In so doing, he reminded me of the power of music and the arts to keep alive the dream of “liberty and justice for all,” to protest their threatened disappearance, and to inspire the rebellious spirit that breathes life into their constant arising and sustenance in the world, and this too gives me hope.  I leave you as I began, with poignant renderings of “The Star-Spangled Banner,” this time my son’s. To listen, please click on the “Learn More” link below. The piece and the introduction to it begin at the 25:13 mark. His tender and moving rendition of “This Land Is Your Land” begins at the 57:06 mark.


Sources

A guide to Project 2025, the extreme right-wing agenda for the next Republican administration | Media Matters for America

Hamilton, Alexander, Madison, James, & Jay, John. The Federalist: or the New Constitution. Norwalk, CT: Heritage Press, 1973.

TRUMP v. UNITED STATES CERTIORARI TO THE UNITED STATESCOURT OF APPEALS FOR THE DISTRICT OF COLUMBIA CIRCUIT No. 23-939. Argued April 25, 2024-Decided July 1, 2024


 [i] Trump v. United States, CERTIORARI TO THE UNITED STATESCOURT OF APPEALS FOR THE DISTRICT OF COLUMBIA CIRCUIT No. 23-939 (2024).

[ii] In doing so, she cited Clinton v. Jones, 520 U. S. 681, 697, n. 24 (1997) (quoting 1 W. Blackstone, Commentaries * 246 (Blackstone)); see United States v. Burr, 25 F. Cas. 30, 34 (No. 14,692d) (CC Va. 1807); as well as United States v. Lee --   "No man in this country is so high that he is above the law. No officer of the law may set that law at defiance with impunity. All the officers of the government, from the highest to the lowest, are creatures of the law, and are bound to obey it." United States v. Lee, 106 U. S. 196, 220 (1882).

[iii] The Federalist Papers  is a collection of 85 documents written by three of the framers of the US Constitution – James Madison, John Jay, and Alexander Hamilton – and published in New York newspapers to persuade the people of New York to adopt the new constitution.  It is considered to be the main authority regarding the thinking of the framers who wrote the original version of the Constitution.

[iv] Federalist Paper #69.  Emphasis mine.

[v] Even saying the Congress is democratically elected is a stretch since the Senate with two representatives from each state regardless of population effectively grants far less electoral power to those living in populous states and more to those in more rural states.  Plus, the fact that US elections are based on district elections rather than proportional representation makes the way we choose Congressional representatives far less democratic.  And with the US Supreme Court gutting the 1965 Voting Rights Act in Shelby County v.

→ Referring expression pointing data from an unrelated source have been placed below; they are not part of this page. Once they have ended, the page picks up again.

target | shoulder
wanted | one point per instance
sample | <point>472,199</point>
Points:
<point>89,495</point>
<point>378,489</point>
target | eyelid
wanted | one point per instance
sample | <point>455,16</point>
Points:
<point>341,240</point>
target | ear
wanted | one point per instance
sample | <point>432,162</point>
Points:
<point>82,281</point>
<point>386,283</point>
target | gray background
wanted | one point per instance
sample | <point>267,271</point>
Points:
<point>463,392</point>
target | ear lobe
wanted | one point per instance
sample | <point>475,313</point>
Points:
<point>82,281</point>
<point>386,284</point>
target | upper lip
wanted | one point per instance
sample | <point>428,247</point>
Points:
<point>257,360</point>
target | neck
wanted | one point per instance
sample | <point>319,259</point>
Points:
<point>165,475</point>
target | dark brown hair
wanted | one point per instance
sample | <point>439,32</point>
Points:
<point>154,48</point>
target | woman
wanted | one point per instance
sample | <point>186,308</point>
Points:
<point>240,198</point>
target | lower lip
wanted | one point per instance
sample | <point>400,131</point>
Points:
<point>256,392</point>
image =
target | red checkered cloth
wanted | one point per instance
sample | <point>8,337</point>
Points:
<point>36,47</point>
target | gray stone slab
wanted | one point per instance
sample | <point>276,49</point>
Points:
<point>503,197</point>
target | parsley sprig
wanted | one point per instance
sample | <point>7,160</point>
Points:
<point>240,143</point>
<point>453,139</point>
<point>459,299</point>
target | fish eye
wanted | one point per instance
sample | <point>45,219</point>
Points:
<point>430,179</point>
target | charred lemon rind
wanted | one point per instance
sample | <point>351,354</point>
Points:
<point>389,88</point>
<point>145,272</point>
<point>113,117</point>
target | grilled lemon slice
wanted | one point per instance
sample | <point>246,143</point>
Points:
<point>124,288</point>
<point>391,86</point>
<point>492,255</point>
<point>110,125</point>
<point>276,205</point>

Holder 570 U.S. 529 (2013), many are still denied their right to vote.  The President is still elected by the electoral college, not by the popular vote, a mechanism that in two of the three of the most recent elections prevented the candidates duly elected to be president by the popular vote – Al Gore and Hillary Clinton – from taking office, and allowed the minority candidates – George W. Bush and Donald Trump to assume the presidency.